Em três décadas de trabalho, muitos momentos já o comoveram e mobilizaram, como "o funeral do chanceler alemão Helmut Kohl, que manifestou o desejo, que depois foi cumprido, de ter as cerimónias fúnebres aqui, no Parlamento".

"Aí não era o chanceler alemão. Era a união toda sentida por toda a gente em torno de alguém que contribuiu para o engrandecimento e para a construção europeia." Também as visitas dos Presidentes da República Cavaco Silva e Marcelo Rebelo de Sousa o "engrandeceram": "Vibrar com os seus discursos tocou-me com muita intensidade." Diz ter-se sentido "inseguro" aquando dos atentados de dezembro de 2018, em Estrasburgo. "Estava a trabalhar, e quem estava a trabalhar não podia sair. Estivemos aqui até às 04h00, e preocupados com quem sabíamos que devia voltar e que não voltou..."

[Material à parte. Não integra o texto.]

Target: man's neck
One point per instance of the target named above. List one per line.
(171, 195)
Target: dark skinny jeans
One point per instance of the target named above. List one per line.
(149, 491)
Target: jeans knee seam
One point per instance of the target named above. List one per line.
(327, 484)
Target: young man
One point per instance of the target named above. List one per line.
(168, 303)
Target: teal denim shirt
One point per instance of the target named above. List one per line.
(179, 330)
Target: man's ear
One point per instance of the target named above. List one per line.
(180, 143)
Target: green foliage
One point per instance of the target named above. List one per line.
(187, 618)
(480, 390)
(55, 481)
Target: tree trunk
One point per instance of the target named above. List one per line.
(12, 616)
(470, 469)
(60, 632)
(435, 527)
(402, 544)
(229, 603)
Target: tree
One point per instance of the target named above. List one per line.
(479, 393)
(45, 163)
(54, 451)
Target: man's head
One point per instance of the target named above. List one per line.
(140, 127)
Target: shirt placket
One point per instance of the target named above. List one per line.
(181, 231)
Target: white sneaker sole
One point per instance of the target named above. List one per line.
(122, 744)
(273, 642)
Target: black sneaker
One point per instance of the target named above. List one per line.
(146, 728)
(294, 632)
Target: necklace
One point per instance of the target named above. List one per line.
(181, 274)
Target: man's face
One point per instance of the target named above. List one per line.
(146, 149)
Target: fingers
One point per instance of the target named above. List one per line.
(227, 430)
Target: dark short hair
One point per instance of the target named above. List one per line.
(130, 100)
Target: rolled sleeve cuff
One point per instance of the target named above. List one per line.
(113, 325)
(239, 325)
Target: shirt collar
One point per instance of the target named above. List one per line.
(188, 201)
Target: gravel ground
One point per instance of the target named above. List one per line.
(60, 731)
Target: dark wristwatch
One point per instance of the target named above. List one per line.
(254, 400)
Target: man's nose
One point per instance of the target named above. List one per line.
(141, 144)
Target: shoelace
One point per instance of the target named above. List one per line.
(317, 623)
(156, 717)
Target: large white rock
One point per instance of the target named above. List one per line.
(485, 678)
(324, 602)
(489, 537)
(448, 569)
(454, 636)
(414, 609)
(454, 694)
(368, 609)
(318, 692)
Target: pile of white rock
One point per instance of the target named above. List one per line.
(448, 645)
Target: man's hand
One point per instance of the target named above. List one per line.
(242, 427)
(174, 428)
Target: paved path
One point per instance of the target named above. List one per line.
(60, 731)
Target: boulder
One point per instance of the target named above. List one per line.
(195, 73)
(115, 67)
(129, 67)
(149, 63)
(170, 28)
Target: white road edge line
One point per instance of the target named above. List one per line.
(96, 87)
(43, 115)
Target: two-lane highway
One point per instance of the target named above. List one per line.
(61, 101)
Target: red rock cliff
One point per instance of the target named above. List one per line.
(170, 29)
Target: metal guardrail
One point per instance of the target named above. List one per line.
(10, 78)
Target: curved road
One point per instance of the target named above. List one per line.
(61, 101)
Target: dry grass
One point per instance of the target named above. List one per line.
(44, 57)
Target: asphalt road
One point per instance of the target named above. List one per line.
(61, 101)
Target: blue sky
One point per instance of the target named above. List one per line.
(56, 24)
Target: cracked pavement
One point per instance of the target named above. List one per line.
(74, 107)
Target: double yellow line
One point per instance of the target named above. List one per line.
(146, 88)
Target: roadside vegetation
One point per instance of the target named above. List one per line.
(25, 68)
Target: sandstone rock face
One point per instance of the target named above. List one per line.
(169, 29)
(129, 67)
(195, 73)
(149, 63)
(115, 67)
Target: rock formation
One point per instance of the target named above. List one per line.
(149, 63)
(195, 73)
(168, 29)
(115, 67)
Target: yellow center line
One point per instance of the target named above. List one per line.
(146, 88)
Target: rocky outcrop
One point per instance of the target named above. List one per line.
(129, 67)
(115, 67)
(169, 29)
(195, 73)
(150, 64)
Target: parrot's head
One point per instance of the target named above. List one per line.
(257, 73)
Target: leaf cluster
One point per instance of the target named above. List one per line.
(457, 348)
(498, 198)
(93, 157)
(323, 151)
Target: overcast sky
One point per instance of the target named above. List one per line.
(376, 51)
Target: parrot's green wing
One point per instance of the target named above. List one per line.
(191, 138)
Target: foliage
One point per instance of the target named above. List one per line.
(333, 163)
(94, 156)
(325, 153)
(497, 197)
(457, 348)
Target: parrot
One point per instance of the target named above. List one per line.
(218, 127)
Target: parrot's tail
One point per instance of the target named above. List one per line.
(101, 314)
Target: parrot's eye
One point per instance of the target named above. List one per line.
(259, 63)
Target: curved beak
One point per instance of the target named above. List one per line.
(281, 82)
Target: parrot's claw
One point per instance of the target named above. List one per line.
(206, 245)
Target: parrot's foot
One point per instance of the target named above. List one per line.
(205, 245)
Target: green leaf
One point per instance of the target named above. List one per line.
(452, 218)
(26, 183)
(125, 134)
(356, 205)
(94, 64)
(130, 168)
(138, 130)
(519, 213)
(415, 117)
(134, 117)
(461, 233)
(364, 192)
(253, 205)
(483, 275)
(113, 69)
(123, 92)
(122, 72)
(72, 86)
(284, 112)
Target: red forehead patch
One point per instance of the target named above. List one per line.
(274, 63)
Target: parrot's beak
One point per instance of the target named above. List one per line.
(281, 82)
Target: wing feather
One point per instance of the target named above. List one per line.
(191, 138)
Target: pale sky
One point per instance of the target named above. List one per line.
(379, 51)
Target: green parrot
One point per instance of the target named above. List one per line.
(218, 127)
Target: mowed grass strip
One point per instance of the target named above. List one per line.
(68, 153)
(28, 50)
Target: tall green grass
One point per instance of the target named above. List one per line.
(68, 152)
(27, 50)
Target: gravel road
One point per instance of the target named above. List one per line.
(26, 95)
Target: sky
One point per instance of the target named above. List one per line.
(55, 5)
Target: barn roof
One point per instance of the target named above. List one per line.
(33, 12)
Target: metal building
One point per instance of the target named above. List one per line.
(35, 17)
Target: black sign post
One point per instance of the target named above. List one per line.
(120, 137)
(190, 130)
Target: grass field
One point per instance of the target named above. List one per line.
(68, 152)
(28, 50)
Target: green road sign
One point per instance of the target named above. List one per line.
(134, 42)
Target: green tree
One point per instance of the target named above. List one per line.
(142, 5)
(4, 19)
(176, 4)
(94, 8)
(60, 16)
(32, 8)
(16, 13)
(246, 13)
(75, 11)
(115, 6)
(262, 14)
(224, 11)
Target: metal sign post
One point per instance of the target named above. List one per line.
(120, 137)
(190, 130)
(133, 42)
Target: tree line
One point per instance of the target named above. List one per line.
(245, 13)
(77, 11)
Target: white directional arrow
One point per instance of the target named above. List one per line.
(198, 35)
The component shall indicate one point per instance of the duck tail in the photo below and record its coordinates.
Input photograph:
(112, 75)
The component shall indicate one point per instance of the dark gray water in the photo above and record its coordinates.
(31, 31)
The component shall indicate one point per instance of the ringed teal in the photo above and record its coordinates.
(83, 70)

E o incontornável 11 de setembro de 2001 também teve um impacto incomensurável, reflete. "Foi muito tocante saber o que estava a acontecer, e as pessoas no Parlamento tiveram de reagir - e reagiram - de uma forma emocional..."

Apesar da evolução do mundo, da escalada da ameaça terrorista, invisível, Carlos Cordeiro garante que se sente seguro a trabalhar na instituição europeia. "Do ponto de vista mediático, é óbvio que atingir uma instituição tem uma amplitude maior. Em casos de terrorismo, seremos sempre um alvo mediático. Mas quando entramos notamos que há uma preocupação com o nosso bem-estar e com a nossa segurança."

Desde 1990 até aos dias de hoje os procedimentos para as entradas e as saídas mudaram muito. "Há um controlo muito grande. Eu sinto-me seguro a trabalhar no Parlamento Europeu."

Carlos Cordeiro lamenta que, perante a importância do que é decidido no Parlamento Europeu, "haja tão poucos programas a dar conta do que se passa aqui, dos debates europeus".

"Vimos as eleições europeias, e qual foi a percentagem do debate em que se falou de políticas europeias e do que se passou aqui?" Por isso, o huissier pede às pessoas "que se interessem cada vez mais pelo que acontece na Europa e que se sintam cada vez mais indissociáveis das decisões que aqui são tomadas, que cada vez mais se sintam europeias, que é algo que as engrandece enquanto portuguesas". Há, no entanto, motivos para se ser esperançoso, assegura o "contínuo parlamentar" português: "A pandemia veio reforçar a ligação com a Europa, a noção de que o futuro se faz com a Europa."

Entre funcionários e assistentes, muitos portugueses trabalham nas instituições europeias de Bruxelas e Estrasburgo. "A partir do momento em que seja quem for entre para uma instituição europeia, há um sentimento muito forte, um apelo para trabalharmos todos para um bem comum. Há um espírito de equipa muito forte e uma diplomacia a que nos deveríamos todos habituar, até por estarmos a trabalhar com pessoas de diferentes origens europeias."